Namath could see Lawrence force trade from Jets

  • Longtime Jets beat writer for New York Daily News
  • Syracuse University graduate

New York Jets legend Joe Namath, whose former team is the front-runner for the top choice in the 2021 NFL draft, wouldn’t be surprised if presumptive No. 1 pick Trevor Lawrence tried to leverage a trade — the way Eli Manning did in 2004.

“Anything could happen in this world, damn near anything — except for the Jets maybe making the playoffs this year,” Namath said Friday in a phone interview with ESPN. “It’s happened before, so why would it shock anybody?”

Namath noted that he doesn’t know the Clemson quarterback personally; he was asked to give his opinion on Lawrence as a quarterback prospect. Unsolicited, he mentioned the Manning scenario.

“Thinking back to the Manning family and Eli Manning and San Diego, there are some people that may not want to go (to a certain team) for whatever reason,” Namath said.

“But If Trevor Lawrence is available, I think the upside is tremendous there. Also, I think the upside with Sam (Darnold) is positive, but you’re not going to keep both of them. You’re not going to take a quarterback No. 1 without getting a couple of high draft choices … for Sam. It depends on what the powers that be want to do.”

The Jets (0-8), the NFL’s only winless team, could be faced with that decision. In 2004, Manning made it clear he didn’t want to play for the then San Diego Chargers, who drafted him first overall and immediately traded him to the New York Giants.

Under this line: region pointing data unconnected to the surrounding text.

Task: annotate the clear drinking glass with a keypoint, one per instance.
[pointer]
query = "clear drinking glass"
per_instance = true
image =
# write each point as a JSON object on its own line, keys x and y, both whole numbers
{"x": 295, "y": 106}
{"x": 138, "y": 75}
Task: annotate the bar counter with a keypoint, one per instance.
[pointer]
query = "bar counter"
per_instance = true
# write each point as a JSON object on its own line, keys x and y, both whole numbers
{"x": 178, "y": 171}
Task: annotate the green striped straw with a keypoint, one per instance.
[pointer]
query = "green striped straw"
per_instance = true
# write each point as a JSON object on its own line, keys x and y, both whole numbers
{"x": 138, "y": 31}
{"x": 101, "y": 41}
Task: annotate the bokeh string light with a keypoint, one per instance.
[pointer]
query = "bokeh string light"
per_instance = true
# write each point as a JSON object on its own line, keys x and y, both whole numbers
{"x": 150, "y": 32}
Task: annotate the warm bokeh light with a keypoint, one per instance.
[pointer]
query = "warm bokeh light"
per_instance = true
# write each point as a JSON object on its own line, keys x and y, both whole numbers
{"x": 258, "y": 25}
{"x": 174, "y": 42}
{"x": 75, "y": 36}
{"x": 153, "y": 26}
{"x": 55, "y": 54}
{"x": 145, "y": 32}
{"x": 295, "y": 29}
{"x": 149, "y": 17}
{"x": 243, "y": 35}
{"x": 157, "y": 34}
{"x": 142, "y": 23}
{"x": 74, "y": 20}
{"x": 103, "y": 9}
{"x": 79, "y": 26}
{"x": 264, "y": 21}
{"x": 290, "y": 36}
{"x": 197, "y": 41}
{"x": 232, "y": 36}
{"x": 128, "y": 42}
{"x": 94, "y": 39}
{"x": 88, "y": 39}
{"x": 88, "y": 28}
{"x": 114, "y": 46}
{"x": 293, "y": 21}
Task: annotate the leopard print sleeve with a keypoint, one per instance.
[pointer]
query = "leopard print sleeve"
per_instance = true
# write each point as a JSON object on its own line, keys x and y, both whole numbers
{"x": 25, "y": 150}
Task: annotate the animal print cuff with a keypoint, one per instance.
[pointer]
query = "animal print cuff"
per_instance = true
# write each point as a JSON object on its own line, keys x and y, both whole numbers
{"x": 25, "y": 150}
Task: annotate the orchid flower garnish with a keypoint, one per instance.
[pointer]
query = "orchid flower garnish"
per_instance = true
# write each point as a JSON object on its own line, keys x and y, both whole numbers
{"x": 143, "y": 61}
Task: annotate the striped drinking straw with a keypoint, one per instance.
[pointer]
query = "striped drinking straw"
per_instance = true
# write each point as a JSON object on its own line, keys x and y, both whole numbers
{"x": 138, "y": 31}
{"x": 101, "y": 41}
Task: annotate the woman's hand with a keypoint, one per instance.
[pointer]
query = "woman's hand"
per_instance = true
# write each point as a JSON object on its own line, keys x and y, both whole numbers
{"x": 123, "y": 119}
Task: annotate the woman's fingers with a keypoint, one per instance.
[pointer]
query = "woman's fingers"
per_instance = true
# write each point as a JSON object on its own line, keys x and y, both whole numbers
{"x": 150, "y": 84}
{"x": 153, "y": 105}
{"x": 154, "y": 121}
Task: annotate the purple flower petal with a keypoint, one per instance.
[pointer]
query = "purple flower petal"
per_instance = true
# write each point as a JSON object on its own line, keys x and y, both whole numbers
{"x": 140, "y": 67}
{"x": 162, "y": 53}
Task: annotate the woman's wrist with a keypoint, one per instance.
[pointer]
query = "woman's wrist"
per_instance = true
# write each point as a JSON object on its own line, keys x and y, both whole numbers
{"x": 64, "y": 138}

Namath declined to give his opinion on what the Jets should do, saying he’s not close enough to the situation, but he raved about Lawrence, calling him “sensational.”

“He’s a winner. He’s determined. His size is terrific. His athleticism is terrific. His passing ability is terrific.” After a brief pause, Namath said with a laugh, “And that’s about it.”

Namath has been supportive of Darnold throughout the young quarterback’s up-and-down tenure with the Jets, but admitted he has been somewhat disappointed. “Sometimes, sometimes,” he said. “The last couple of seasons, there were a couple of things I was surprised at. Having made similar mistakes myself, you learn from your mistakes.

“He shows certainly better athleticism than a lot of people give him credit for, whenever he gets an attitude that he has to go do something and take it out of the pocket. But guys that take it out of the pocket, they rarely last long.

“His passing can improve some with the accuracy, but that accuracy can improve with a split-second or two more time to throw.”

The Jets organization has backed Darnold, who has a banged-up right shoulder but is attempting to play Monday night against the New England Patriots (2-5). On Tuesday, general manager Joe Douglas said Darnold is “our quarterback for the future.”

Namath can relate to Lawrence’s situation. In 1965, he was drafted by the AFL and NFL, which resulted in a bidding war. In a sense, he had a choice in the matter.

“These guys in the modern era, they have agents to go through that process,” he said. “My coach at Alabama (Bear Bryant) told me get to know the people you’re going to work for and make your decision on that.

“That’s what happened with Weeb Ewbank. He won a championship and he coached (Johnny) Unitas. … I knew the AFL was good football. If I had known more about New York City, I would’ve signed faster.”